The Corey–Seebach reaction, or Seebach Umpolung is a name reaction of organic chemistry that allows for acylation by converting aldehydes into lithiated 1,3-dithianes. The lithiated 1,3-dithianes serves as an acyl anion equivalent, undergoing alkylation with electrophiles. The reaction is of pedagogical value, but it is cumbersome, so it is not widely used.

Implementation
The aldehyde is first converted into a dithiane, usually with 1,3-propanedithiol. The resulting 1,3-dithiane is then lithiated with the use of butyllithium. The 2-lithio-1,3-dithiane reacts with electrophiles to give a 2-alkyl-1,3-dithiane.

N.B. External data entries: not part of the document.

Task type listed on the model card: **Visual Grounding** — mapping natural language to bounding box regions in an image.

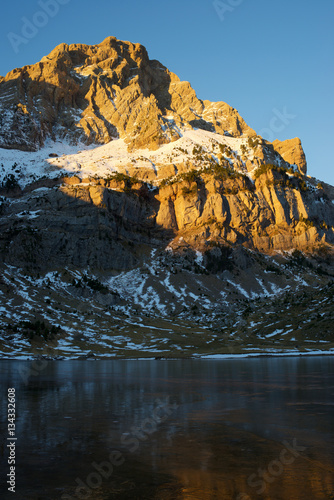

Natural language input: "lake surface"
[0,356,334,500]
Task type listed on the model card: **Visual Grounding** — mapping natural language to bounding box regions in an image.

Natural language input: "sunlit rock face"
[0,37,334,269]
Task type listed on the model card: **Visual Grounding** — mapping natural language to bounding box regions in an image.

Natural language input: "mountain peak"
[0,37,255,150]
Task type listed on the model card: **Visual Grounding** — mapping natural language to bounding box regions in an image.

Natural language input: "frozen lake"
[0,356,334,500]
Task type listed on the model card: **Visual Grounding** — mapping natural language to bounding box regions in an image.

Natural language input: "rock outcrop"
[272,137,307,175]
[0,37,255,151]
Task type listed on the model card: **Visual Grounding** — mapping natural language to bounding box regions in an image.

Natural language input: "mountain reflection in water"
[0,356,334,500]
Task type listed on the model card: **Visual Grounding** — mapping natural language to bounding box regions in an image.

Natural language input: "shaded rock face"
[0,184,161,270]
[0,37,255,151]
[272,137,307,175]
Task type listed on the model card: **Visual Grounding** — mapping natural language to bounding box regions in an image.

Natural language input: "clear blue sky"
[0,0,334,185]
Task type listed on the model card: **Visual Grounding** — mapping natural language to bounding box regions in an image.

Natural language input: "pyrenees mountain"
[0,37,334,358]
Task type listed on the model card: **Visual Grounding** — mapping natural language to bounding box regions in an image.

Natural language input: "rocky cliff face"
[0,37,255,151]
[0,37,334,355]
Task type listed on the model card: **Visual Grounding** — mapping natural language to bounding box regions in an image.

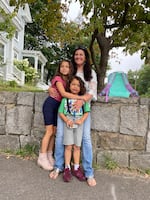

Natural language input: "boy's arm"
[59,113,73,128]
[75,112,89,125]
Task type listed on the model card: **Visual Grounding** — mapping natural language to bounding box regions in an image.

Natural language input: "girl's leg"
[47,126,56,166]
[65,145,72,168]
[49,116,64,179]
[37,125,53,170]
[72,145,86,181]
[63,145,72,182]
[73,145,80,165]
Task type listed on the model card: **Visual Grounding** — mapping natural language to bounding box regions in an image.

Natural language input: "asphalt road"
[0,154,150,200]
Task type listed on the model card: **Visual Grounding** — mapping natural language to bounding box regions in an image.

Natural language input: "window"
[0,43,5,63]
[15,31,19,40]
[14,51,18,60]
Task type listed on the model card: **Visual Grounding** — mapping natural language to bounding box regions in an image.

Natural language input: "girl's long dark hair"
[66,76,86,95]
[72,47,92,81]
[52,59,74,80]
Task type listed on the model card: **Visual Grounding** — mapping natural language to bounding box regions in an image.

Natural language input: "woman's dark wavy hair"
[53,59,74,80]
[71,46,92,81]
[66,76,86,95]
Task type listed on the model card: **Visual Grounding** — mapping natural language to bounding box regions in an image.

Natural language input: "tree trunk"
[90,30,111,92]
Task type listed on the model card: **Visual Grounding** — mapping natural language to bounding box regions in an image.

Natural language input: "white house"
[0,0,47,85]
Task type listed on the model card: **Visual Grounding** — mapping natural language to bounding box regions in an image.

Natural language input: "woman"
[49,47,97,186]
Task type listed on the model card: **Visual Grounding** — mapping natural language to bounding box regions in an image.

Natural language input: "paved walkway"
[0,154,150,200]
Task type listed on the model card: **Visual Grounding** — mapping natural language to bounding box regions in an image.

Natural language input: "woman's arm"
[75,112,88,125]
[56,82,85,101]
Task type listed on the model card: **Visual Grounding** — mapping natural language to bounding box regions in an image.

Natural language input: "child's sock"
[65,164,71,169]
[74,164,79,171]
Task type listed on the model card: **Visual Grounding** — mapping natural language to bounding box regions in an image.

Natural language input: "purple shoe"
[72,167,86,181]
[63,168,72,182]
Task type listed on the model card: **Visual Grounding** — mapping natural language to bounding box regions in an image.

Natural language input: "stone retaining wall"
[0,92,150,169]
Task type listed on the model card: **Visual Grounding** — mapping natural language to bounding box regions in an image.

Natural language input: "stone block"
[91,104,120,132]
[17,92,34,107]
[0,135,20,150]
[120,105,148,137]
[130,153,150,170]
[97,150,129,167]
[6,106,33,135]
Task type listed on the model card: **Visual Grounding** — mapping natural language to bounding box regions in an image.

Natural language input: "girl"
[37,60,84,170]
[49,47,97,186]
[58,76,90,182]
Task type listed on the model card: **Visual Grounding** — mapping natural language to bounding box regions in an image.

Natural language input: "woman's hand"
[48,87,58,98]
[66,119,73,128]
[75,119,83,125]
[73,100,84,110]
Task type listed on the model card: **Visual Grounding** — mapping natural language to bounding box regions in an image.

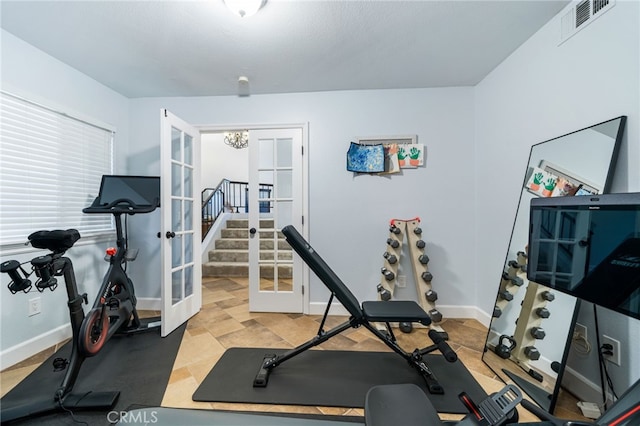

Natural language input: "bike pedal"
[52,358,69,371]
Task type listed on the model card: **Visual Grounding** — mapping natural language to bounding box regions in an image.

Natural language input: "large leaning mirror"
[482,116,626,413]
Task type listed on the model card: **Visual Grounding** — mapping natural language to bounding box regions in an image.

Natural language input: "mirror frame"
[482,116,627,413]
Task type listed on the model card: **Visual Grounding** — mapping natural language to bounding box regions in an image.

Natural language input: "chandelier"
[224,130,249,149]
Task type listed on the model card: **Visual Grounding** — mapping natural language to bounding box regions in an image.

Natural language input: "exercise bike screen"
[527,194,640,319]
[98,175,160,207]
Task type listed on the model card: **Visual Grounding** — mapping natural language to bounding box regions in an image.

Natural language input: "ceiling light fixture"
[223,0,267,18]
[224,130,249,149]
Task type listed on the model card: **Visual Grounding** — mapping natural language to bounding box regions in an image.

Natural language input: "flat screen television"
[98,175,160,207]
[527,193,640,319]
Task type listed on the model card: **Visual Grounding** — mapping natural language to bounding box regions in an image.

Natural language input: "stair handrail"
[200,178,273,240]
[200,179,230,240]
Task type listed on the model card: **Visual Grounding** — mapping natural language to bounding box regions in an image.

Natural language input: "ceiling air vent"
[558,0,616,45]
[576,0,591,28]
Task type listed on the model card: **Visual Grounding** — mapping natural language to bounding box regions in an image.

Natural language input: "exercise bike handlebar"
[82,198,160,214]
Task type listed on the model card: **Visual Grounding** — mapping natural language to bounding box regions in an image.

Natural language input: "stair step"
[220,228,284,239]
[227,219,274,229]
[215,238,291,250]
[202,262,293,278]
[209,250,293,262]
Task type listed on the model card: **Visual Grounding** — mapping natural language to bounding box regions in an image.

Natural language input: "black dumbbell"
[429,309,442,322]
[498,290,513,302]
[380,268,396,281]
[524,346,540,361]
[511,277,524,287]
[536,308,551,318]
[376,284,391,301]
[424,290,438,302]
[529,327,547,340]
[398,322,413,333]
[387,238,400,248]
[382,251,398,265]
[540,290,556,302]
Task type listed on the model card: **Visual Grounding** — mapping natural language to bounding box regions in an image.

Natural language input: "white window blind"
[0,92,113,246]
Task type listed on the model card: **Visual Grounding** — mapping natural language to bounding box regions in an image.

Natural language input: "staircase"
[202,219,293,279]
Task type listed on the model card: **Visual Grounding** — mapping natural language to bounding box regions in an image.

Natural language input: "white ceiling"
[0,0,569,98]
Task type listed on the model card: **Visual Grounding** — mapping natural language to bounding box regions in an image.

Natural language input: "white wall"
[0,30,129,368]
[200,133,249,188]
[474,0,640,400]
[131,88,475,312]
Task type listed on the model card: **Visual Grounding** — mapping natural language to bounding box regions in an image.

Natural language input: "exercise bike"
[0,176,160,422]
[78,176,160,357]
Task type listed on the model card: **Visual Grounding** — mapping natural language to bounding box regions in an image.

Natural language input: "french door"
[248,128,304,312]
[159,109,202,337]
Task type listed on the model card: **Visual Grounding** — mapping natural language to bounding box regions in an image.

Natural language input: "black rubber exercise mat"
[0,325,186,426]
[193,348,487,414]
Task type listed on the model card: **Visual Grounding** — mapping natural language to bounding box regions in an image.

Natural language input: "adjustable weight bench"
[253,225,458,394]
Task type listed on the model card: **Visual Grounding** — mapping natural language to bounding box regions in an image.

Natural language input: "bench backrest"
[282,225,364,319]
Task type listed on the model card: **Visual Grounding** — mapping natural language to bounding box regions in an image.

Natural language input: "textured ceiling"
[0,0,569,98]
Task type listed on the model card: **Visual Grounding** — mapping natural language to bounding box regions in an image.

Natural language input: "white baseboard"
[562,367,612,404]
[0,324,71,370]
[136,297,162,311]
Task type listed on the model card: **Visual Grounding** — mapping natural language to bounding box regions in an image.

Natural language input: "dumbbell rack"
[377,217,448,338]
[494,252,553,371]
[493,251,527,317]
[511,281,553,371]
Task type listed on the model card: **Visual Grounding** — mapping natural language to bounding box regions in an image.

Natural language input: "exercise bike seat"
[28,229,80,253]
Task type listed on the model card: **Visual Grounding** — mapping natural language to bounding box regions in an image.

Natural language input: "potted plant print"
[398,146,407,167]
[409,147,421,167]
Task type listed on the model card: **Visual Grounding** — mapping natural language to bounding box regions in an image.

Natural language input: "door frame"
[199,123,311,314]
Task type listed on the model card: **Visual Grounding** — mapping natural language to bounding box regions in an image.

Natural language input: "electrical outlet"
[28,297,42,317]
[396,275,407,288]
[601,334,621,365]
[573,322,587,339]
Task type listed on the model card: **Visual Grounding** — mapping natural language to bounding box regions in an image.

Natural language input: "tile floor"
[0,278,592,421]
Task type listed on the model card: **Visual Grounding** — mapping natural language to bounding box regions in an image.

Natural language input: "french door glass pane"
[183,167,193,198]
[171,235,182,268]
[171,127,182,161]
[171,269,182,305]
[171,199,182,232]
[171,163,182,197]
[184,133,193,165]
[276,170,293,198]
[276,138,293,167]
[184,233,193,263]
[184,266,193,297]
[184,200,193,231]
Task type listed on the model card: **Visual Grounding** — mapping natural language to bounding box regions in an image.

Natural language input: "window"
[0,92,114,246]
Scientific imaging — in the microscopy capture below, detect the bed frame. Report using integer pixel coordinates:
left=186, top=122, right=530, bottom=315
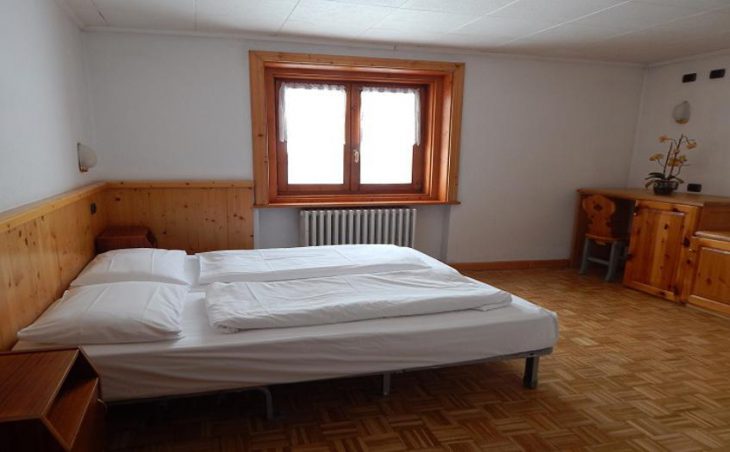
left=0, top=181, right=253, bottom=350
left=0, top=181, right=552, bottom=418
left=108, top=347, right=553, bottom=420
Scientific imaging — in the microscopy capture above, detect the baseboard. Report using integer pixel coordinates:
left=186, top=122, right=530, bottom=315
left=449, top=259, right=570, bottom=271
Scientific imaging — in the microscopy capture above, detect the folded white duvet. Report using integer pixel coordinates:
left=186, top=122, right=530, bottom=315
left=206, top=270, right=511, bottom=332
left=198, top=245, right=429, bottom=284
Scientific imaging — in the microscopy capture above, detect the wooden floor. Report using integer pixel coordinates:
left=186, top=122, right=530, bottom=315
left=108, top=270, right=730, bottom=452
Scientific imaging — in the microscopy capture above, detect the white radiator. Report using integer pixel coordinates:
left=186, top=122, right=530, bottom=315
left=299, top=208, right=416, bottom=247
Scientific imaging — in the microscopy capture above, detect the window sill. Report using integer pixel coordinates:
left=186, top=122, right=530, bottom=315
left=254, top=199, right=461, bottom=209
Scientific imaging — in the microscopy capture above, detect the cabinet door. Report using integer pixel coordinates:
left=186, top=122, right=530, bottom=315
left=624, top=201, right=699, bottom=301
left=683, top=237, right=730, bottom=314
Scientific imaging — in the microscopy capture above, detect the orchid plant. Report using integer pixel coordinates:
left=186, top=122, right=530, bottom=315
left=645, top=134, right=697, bottom=188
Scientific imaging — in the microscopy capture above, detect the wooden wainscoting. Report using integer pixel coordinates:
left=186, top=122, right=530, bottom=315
left=0, top=181, right=253, bottom=350
left=105, top=181, right=253, bottom=253
left=0, top=182, right=107, bottom=350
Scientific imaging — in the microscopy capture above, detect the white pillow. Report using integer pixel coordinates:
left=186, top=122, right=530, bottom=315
left=18, top=282, right=188, bottom=345
left=71, top=248, right=190, bottom=287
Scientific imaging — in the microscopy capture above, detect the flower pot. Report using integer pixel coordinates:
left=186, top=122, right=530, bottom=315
left=653, top=180, right=679, bottom=195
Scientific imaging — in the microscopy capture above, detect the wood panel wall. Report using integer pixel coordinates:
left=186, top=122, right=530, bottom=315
left=0, top=181, right=253, bottom=350
left=0, top=183, right=107, bottom=350
left=104, top=181, right=253, bottom=253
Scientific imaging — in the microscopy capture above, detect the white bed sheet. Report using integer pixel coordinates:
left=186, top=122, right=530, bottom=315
left=16, top=292, right=558, bottom=401
left=15, top=254, right=558, bottom=401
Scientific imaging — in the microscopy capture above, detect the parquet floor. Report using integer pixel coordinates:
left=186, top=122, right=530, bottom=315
left=108, top=269, right=730, bottom=452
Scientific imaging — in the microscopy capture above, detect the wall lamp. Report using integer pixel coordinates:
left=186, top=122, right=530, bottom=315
left=76, top=143, right=97, bottom=173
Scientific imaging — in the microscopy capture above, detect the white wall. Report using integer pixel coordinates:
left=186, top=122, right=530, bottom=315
left=87, top=33, right=643, bottom=262
left=629, top=53, right=730, bottom=196
left=0, top=0, right=95, bottom=211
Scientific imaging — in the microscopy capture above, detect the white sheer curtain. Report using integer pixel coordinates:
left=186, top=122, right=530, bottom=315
left=278, top=82, right=347, bottom=184
left=278, top=82, right=347, bottom=143
left=360, top=87, right=421, bottom=184
left=360, top=86, right=421, bottom=145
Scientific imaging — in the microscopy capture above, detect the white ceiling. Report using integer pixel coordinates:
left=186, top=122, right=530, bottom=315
left=60, top=0, right=730, bottom=64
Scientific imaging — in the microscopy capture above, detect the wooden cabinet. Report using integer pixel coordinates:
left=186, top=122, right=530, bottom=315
left=571, top=188, right=730, bottom=301
left=624, top=201, right=700, bottom=301
left=0, top=349, right=105, bottom=452
left=682, top=232, right=730, bottom=315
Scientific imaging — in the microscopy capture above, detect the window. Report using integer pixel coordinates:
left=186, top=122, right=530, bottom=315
left=250, top=52, right=463, bottom=206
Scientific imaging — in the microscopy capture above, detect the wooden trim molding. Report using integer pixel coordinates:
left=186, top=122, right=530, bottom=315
left=449, top=259, right=570, bottom=272
left=249, top=51, right=464, bottom=207
left=106, top=180, right=253, bottom=188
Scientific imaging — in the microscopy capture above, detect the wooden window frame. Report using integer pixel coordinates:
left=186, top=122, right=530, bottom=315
left=249, top=51, right=464, bottom=207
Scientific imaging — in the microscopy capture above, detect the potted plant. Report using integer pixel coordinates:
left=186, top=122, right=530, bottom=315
left=645, top=134, right=697, bottom=195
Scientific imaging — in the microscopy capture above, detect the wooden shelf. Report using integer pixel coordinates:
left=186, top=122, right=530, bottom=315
left=0, top=349, right=105, bottom=452
left=46, top=378, right=99, bottom=449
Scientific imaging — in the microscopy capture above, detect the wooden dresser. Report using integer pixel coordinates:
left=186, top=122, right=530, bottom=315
left=0, top=349, right=105, bottom=452
left=571, top=188, right=730, bottom=302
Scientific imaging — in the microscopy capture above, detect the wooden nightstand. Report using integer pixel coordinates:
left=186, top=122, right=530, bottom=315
left=95, top=226, right=157, bottom=253
left=0, top=349, right=106, bottom=451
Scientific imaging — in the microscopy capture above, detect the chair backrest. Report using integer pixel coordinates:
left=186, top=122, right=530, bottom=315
left=583, top=195, right=617, bottom=239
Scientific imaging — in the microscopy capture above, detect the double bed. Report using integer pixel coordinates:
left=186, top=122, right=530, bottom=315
left=15, top=249, right=558, bottom=414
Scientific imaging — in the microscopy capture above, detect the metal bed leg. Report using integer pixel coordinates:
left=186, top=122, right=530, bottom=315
left=383, top=373, right=391, bottom=397
left=522, top=356, right=540, bottom=389
left=256, top=388, right=274, bottom=421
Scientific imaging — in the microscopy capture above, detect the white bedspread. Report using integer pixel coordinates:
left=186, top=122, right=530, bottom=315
left=198, top=245, right=430, bottom=284
left=206, top=270, right=511, bottom=332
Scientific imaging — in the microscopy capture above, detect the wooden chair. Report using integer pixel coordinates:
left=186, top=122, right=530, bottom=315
left=580, top=195, right=628, bottom=281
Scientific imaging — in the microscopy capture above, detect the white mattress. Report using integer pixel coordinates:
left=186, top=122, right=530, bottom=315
left=15, top=261, right=558, bottom=401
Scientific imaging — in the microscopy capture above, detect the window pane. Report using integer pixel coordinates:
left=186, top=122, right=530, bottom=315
left=360, top=88, right=419, bottom=184
left=279, top=84, right=347, bottom=184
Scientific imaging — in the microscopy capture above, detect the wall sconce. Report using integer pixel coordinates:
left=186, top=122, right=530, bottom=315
left=672, top=100, right=691, bottom=124
left=76, top=143, right=97, bottom=173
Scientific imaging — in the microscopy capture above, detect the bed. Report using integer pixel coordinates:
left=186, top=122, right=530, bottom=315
left=15, top=251, right=558, bottom=415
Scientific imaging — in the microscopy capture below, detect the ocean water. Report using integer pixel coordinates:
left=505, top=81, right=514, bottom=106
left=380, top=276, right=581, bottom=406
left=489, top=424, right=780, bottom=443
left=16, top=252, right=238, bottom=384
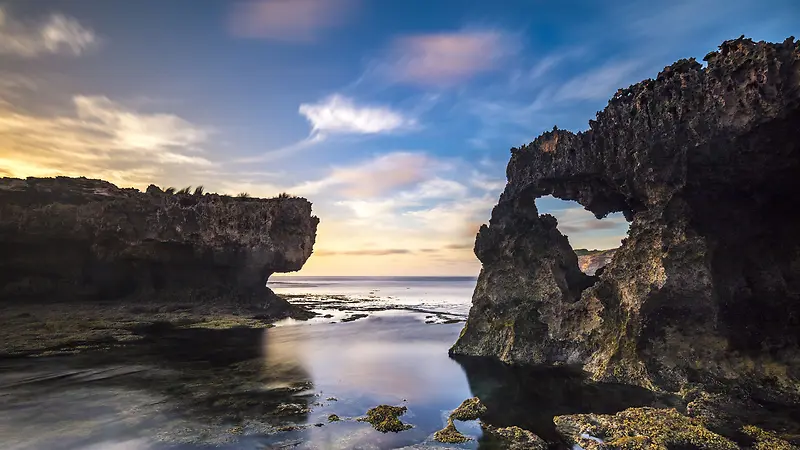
left=267, top=276, right=477, bottom=318
left=0, top=277, right=652, bottom=450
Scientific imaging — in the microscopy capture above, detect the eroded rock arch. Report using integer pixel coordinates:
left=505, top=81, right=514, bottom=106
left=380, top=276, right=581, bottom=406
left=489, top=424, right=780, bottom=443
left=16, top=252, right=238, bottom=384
left=452, top=38, right=800, bottom=387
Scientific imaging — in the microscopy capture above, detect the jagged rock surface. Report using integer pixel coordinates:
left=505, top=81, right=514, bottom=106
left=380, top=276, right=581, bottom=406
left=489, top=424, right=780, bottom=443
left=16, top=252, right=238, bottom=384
left=451, top=38, right=800, bottom=394
left=0, top=177, right=319, bottom=312
left=575, top=248, right=617, bottom=275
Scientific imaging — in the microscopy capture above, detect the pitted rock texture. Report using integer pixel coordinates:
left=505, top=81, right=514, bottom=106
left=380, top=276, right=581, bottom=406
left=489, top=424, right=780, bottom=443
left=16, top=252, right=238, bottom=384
left=0, top=177, right=319, bottom=312
left=451, top=38, right=800, bottom=394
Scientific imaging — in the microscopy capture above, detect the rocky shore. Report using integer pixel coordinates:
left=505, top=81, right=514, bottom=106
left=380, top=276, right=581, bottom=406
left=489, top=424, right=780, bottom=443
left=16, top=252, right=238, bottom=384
left=0, top=177, right=319, bottom=356
left=451, top=38, right=800, bottom=449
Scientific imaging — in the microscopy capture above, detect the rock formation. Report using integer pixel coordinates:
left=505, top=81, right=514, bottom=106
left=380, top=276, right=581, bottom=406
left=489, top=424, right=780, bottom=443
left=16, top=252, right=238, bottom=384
left=451, top=38, right=800, bottom=401
left=0, top=177, right=319, bottom=312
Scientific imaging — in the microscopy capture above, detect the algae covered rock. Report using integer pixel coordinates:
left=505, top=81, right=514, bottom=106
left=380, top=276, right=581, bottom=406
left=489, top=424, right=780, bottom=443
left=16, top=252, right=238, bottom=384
left=358, top=405, right=412, bottom=433
left=450, top=397, right=486, bottom=420
left=742, top=425, right=800, bottom=450
left=433, top=418, right=470, bottom=444
left=554, top=408, right=739, bottom=450
left=482, top=424, right=548, bottom=450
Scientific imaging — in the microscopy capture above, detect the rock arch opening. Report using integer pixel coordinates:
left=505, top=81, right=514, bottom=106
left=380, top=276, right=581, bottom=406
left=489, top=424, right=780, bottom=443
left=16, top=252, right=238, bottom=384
left=536, top=195, right=630, bottom=275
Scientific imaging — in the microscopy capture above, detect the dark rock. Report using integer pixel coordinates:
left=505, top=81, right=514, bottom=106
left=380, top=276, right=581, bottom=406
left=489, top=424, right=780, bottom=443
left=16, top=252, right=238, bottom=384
left=451, top=38, right=800, bottom=394
left=342, top=314, right=369, bottom=322
left=481, top=424, right=549, bottom=450
left=0, top=177, right=319, bottom=316
left=555, top=408, right=740, bottom=450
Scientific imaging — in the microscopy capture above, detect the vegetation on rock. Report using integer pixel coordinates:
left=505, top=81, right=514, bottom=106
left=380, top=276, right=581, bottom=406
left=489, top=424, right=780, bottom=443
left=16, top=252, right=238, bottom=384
left=554, top=408, right=739, bottom=450
left=358, top=405, right=412, bottom=433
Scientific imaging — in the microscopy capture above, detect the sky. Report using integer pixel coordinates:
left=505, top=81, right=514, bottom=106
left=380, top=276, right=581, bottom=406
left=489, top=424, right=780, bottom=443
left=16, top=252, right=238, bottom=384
left=0, top=0, right=800, bottom=276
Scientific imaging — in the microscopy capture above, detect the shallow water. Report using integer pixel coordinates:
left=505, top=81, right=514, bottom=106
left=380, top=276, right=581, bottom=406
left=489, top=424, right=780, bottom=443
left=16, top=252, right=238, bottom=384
left=0, top=276, right=652, bottom=450
left=268, top=276, right=477, bottom=317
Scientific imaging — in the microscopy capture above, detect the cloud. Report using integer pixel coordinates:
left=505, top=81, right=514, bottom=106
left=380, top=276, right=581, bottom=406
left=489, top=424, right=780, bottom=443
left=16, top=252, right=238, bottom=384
left=228, top=0, right=357, bottom=43
left=555, top=61, right=641, bottom=100
left=73, top=96, right=208, bottom=150
left=299, top=94, right=414, bottom=134
left=290, top=152, right=440, bottom=198
left=314, top=248, right=411, bottom=256
left=379, top=30, right=520, bottom=85
left=0, top=96, right=212, bottom=187
left=0, top=6, right=98, bottom=58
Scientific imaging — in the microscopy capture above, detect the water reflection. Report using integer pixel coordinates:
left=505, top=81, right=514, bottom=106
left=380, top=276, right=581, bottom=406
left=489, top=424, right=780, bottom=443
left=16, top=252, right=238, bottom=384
left=0, top=312, right=664, bottom=450
left=454, top=356, right=657, bottom=442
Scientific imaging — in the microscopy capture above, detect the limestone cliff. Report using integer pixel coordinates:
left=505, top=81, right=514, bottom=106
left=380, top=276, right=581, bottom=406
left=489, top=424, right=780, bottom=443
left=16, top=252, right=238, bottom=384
left=0, top=177, right=319, bottom=312
left=452, top=38, right=800, bottom=394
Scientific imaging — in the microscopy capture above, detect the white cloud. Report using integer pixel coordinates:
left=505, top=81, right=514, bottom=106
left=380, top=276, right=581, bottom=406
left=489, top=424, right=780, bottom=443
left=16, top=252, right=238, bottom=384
left=379, top=30, right=520, bottom=85
left=290, top=152, right=441, bottom=198
left=73, top=96, right=208, bottom=150
left=229, top=0, right=357, bottom=42
left=299, top=94, right=415, bottom=134
left=0, top=6, right=98, bottom=58
left=0, top=96, right=212, bottom=187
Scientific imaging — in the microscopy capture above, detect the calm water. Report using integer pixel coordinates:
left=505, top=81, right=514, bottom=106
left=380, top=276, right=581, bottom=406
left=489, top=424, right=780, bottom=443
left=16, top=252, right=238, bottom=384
left=269, top=276, right=477, bottom=317
left=0, top=279, right=652, bottom=450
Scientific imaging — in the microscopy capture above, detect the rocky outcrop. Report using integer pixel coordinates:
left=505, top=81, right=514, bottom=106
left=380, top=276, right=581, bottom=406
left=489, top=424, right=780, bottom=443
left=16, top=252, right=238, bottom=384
left=0, top=177, right=319, bottom=312
left=451, top=38, right=800, bottom=401
left=575, top=248, right=617, bottom=275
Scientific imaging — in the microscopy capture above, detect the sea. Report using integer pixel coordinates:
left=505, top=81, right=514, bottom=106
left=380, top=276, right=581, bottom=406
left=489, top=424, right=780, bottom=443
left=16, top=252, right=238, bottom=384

Finally, the  2-alkyl-1,3-dithiane can be converted to a carbonyl by hydrolysis, usually with the use of mercury(II) oxide.  Alternatively the  2-alkyl-1,3-dithiane can be reduced to an alkane.

Scope
The lithiated 1,3-dithiane can react with alkyl halides, epoxides, ketones, acyl halides, and iminium salts, which after hydrolysis of dithioacetals can yield ketones, β-hydroxyketones, α-hydroxyketones, 1,2-diketones and α-aminoketones. Notably, α-hydroxyketones and 1,2-diketones can not be generated through typical reactions of aldehydes such as the aldol reaction. Other possible electrophiles include aldehydes, amides, and esters.

The reaction between lithiated 1,3-dithianes and arenesulfonates offers a similar path to that of alkyl halides, being able to form dithioacetals which can be converted to ketones.